CARBON DIOXIDE AND HUMIDITY CAPTURE SYSTEM AND METHOD

Abstract

A system for obtaining water and carbon dioxide from an incoming first gas stream. The system comprises a first inlet for said incoming first gas stream, a first sorbent station comprising a first sorbent material for removing water vapour from said first gas stream, a second sorbent station comprising a second sorbent material for removing carbon dioxide from said first gas stream; and a first exhaust for said first gas stream. The system is configured to flow said first gas stream through the first inlet, the first sorbent station, the second sorbent station and the first exhaust. The system may be used in an environmentally controlled facility for growing plant material or in a building space conditioning. The present invention may therefore enable plant cultivation and/or building space conditioning whilst removing carbon dioxide from the atmosphere and therefore may help to combat climate change and benefit the environment, if implemented on a sufficient scale.

Claims

1. A system for obtaining water and carbon dioxide from an incoming first gas stream, the system comprising: a first inlet for said incoming first gas stream; a first sorbent station comprising a first sorbent material for removing water vapor from said first gas stream; a second sorbent station comprising a second sorbent material for removing carbon dioxide from said first gas stream; and a first exhaust for said first gas stream; wherein the system is configured to flow said first gas stream through the first inlet, the first sorbent station, the second sorbent station and the first exhaust.

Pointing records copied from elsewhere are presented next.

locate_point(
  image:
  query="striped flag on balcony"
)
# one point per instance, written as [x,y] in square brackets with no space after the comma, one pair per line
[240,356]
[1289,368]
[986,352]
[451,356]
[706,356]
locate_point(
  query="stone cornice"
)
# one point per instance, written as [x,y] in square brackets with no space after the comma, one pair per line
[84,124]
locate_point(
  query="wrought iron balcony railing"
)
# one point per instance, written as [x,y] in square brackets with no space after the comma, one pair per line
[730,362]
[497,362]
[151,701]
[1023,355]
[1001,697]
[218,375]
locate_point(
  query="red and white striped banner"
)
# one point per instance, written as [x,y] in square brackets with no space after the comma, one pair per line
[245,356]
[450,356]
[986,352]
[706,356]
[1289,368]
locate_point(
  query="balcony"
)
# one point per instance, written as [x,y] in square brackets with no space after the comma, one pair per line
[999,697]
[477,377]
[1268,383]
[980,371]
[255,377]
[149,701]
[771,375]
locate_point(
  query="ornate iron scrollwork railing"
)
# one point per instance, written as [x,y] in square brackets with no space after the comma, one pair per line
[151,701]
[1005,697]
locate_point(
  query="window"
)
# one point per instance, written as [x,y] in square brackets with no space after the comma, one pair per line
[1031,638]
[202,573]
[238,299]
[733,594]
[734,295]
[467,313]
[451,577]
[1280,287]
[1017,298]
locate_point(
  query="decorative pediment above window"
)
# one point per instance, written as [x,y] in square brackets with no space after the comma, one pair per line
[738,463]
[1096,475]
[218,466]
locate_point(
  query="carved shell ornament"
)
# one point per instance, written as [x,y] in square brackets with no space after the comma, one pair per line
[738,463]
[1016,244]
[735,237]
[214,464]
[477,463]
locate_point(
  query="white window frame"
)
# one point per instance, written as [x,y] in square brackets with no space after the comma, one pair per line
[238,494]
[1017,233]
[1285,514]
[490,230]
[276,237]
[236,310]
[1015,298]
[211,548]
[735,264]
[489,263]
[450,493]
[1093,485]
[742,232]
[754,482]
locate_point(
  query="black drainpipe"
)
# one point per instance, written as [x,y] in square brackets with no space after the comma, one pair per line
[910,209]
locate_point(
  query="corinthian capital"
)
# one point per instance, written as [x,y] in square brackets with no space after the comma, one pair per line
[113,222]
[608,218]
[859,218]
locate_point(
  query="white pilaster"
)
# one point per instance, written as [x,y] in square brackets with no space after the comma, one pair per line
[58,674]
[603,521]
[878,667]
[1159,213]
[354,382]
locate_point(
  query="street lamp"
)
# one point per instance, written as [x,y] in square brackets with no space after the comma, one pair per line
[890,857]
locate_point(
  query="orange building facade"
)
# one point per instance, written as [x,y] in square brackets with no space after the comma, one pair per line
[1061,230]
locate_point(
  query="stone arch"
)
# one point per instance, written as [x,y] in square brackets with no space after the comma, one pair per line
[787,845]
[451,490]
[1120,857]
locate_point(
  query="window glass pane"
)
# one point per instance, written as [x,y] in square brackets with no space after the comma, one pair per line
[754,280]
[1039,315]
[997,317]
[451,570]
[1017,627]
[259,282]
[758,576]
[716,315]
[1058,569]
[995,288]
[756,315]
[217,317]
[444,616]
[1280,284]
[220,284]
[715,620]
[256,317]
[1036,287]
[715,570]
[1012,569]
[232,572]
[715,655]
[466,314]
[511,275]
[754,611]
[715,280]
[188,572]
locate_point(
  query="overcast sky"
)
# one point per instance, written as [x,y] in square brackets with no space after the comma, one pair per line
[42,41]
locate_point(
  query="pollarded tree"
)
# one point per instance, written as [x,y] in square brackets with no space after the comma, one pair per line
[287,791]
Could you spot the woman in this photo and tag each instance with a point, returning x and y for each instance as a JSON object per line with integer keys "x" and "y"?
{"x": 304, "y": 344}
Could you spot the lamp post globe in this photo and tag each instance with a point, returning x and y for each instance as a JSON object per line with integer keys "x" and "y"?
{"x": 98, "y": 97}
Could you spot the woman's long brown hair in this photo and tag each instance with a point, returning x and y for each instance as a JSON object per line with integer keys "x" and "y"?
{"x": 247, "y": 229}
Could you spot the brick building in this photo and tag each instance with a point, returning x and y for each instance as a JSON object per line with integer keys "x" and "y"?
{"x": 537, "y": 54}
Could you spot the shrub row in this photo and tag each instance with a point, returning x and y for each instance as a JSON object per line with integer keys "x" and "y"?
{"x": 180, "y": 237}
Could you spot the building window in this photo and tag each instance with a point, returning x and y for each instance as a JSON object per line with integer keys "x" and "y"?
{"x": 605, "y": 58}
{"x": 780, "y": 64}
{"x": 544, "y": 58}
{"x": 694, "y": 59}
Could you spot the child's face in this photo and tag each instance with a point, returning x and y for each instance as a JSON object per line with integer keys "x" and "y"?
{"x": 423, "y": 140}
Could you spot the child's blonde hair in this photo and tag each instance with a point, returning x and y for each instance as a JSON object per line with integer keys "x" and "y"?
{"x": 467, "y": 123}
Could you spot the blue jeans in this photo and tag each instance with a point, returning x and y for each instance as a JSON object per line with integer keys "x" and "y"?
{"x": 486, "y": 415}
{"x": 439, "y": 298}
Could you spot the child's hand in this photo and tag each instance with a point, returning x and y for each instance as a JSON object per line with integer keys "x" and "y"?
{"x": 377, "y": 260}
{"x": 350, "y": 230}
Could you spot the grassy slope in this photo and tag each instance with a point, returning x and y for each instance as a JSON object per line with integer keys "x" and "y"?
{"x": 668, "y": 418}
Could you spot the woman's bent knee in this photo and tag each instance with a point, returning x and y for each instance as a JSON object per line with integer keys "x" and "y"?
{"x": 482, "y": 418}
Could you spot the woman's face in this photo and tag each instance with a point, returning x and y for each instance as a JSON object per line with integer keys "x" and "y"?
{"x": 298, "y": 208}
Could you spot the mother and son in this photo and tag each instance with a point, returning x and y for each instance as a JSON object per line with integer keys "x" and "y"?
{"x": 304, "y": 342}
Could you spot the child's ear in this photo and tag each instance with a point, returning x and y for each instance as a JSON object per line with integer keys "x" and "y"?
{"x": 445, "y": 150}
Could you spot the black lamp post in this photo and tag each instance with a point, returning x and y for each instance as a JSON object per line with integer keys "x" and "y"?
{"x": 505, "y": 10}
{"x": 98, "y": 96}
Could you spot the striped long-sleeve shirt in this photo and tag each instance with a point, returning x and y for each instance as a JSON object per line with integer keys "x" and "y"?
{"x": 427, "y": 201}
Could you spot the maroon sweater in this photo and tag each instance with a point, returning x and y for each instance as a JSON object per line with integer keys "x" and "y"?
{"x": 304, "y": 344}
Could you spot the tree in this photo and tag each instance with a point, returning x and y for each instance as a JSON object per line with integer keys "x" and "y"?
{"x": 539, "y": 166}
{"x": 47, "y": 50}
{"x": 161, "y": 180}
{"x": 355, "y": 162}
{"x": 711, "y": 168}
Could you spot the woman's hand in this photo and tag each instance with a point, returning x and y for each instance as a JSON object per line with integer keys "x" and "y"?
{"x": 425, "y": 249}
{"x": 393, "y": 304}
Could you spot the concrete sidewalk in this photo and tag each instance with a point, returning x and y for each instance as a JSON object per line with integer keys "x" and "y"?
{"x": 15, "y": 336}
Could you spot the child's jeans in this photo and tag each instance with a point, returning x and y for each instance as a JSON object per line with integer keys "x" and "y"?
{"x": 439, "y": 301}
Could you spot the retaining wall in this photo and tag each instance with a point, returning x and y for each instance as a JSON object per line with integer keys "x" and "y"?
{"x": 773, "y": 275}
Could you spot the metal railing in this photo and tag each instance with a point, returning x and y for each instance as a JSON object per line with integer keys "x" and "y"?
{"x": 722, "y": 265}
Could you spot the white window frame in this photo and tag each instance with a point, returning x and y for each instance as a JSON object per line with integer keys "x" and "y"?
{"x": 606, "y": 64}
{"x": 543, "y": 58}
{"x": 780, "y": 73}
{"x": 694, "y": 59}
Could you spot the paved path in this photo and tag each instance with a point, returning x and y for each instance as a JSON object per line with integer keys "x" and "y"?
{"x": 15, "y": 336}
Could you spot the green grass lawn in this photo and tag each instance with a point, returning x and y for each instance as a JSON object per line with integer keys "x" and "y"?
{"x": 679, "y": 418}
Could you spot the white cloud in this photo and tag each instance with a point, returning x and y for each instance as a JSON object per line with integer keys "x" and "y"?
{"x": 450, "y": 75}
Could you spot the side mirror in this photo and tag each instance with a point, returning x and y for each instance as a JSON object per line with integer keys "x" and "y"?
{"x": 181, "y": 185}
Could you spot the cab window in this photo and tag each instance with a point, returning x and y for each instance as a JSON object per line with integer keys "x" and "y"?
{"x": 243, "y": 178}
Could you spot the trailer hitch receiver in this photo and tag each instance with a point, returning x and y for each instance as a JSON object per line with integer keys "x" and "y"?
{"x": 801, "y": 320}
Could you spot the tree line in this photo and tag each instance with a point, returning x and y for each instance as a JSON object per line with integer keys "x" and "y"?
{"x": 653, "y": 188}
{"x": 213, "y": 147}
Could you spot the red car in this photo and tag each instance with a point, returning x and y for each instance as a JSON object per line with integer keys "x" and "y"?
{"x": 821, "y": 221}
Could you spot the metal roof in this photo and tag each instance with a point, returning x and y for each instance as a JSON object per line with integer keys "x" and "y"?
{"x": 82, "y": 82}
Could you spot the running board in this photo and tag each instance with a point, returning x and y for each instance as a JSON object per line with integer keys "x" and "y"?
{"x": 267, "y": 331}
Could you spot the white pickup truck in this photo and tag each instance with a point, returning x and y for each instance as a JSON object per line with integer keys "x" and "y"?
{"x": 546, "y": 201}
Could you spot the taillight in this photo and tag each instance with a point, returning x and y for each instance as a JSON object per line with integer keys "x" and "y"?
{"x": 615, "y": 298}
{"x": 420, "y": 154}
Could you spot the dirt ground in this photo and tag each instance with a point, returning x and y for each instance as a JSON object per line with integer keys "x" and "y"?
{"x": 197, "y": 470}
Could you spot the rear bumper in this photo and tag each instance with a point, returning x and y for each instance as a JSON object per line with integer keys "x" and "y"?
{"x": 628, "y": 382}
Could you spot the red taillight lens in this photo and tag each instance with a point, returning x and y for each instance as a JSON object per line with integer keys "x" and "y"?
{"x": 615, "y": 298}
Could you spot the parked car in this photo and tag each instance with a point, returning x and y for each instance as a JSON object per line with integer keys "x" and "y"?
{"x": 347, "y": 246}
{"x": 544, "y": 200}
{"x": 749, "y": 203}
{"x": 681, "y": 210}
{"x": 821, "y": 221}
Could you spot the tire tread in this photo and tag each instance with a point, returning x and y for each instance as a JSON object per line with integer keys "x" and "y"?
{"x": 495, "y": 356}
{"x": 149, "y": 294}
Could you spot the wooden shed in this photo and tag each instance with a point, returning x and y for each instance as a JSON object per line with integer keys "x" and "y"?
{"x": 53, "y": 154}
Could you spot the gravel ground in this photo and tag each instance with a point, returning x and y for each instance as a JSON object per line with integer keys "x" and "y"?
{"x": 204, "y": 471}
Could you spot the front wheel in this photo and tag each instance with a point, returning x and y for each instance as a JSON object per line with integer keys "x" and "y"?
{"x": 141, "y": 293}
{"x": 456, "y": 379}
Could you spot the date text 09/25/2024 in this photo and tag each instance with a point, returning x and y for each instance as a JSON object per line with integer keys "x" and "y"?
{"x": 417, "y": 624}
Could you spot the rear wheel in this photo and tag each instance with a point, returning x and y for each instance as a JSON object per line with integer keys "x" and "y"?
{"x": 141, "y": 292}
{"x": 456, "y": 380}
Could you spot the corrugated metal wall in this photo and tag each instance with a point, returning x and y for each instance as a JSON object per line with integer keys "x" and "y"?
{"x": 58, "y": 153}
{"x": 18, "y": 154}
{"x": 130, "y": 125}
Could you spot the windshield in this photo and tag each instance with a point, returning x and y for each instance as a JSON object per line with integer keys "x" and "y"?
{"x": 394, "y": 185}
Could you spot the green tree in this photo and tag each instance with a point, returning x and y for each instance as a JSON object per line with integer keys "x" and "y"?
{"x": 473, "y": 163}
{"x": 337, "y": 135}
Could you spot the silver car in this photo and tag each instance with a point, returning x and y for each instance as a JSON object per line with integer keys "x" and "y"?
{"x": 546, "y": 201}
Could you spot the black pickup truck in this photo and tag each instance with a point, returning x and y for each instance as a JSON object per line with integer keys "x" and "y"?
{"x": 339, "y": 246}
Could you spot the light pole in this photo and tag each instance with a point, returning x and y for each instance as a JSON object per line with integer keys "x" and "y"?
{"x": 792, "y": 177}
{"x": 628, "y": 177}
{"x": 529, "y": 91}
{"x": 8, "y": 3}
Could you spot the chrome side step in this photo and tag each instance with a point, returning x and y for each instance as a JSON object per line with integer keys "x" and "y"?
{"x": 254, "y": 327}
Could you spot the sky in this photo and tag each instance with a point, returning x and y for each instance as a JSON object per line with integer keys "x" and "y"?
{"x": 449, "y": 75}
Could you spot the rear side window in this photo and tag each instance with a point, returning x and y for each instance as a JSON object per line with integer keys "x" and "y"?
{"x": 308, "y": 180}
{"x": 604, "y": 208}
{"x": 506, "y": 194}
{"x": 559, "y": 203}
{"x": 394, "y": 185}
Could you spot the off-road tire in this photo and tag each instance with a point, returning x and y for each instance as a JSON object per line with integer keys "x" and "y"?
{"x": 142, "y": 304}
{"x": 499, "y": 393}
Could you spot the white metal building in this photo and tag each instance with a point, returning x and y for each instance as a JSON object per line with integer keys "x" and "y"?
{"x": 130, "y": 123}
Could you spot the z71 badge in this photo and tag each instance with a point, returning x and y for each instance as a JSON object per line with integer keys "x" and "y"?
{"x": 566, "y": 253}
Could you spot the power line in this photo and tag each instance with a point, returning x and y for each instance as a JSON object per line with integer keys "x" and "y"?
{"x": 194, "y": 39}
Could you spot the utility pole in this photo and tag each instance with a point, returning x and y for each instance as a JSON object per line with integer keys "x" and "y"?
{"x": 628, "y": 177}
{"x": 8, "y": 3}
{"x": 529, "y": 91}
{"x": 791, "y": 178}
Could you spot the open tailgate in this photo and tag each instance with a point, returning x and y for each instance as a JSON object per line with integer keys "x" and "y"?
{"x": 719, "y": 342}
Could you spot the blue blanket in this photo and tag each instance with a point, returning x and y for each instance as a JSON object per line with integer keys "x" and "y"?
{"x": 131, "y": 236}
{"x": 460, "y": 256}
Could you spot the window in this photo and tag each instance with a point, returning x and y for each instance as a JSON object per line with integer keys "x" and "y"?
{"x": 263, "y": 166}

2. The system according to claim 1, comprising a first dehumidifier module for removing water vapor from the first sorbent material.

3. The system according to claim 1, comprising a second inlet for a second gas stream, the second inlet configured to direct said second gas stream through the second sorbent material to remove carbon dioxide from the second sorbent material.

4. The system according to claim 3, wherein the system is configured to remove water vapor from said second gas stream before said second gas stream contacts the second sorbent material

5. The system according to claim 4 comprising a third sorbent station comprising a third sorbent material for removing water vapor from said second gas stream and a second dehumidifier module for removing water vapor from the third sorbent material.

6. The system according to claim 3, wherein the second inlet is configured to transfer heat from the first dehumidifier module to said second gas stream.

7. The system according to claim 1, wherein the first sorbent station is configured to move the first sorbent material alternately between the first inlet and a first desorption position and the second sorbent station is configured to move the second sorbent alternately between the first exhaust and a second desorption position.

8. The system according to claim 1, wherein the first sorbent material is selected from a zeolite, a mesoporous silica and a hybrid ultramicroporous material, suitably a hybrid ultramicroporous material.

9. The system according to claim 1, wherein the second sorbent material is a hybrid ultramicroporous material.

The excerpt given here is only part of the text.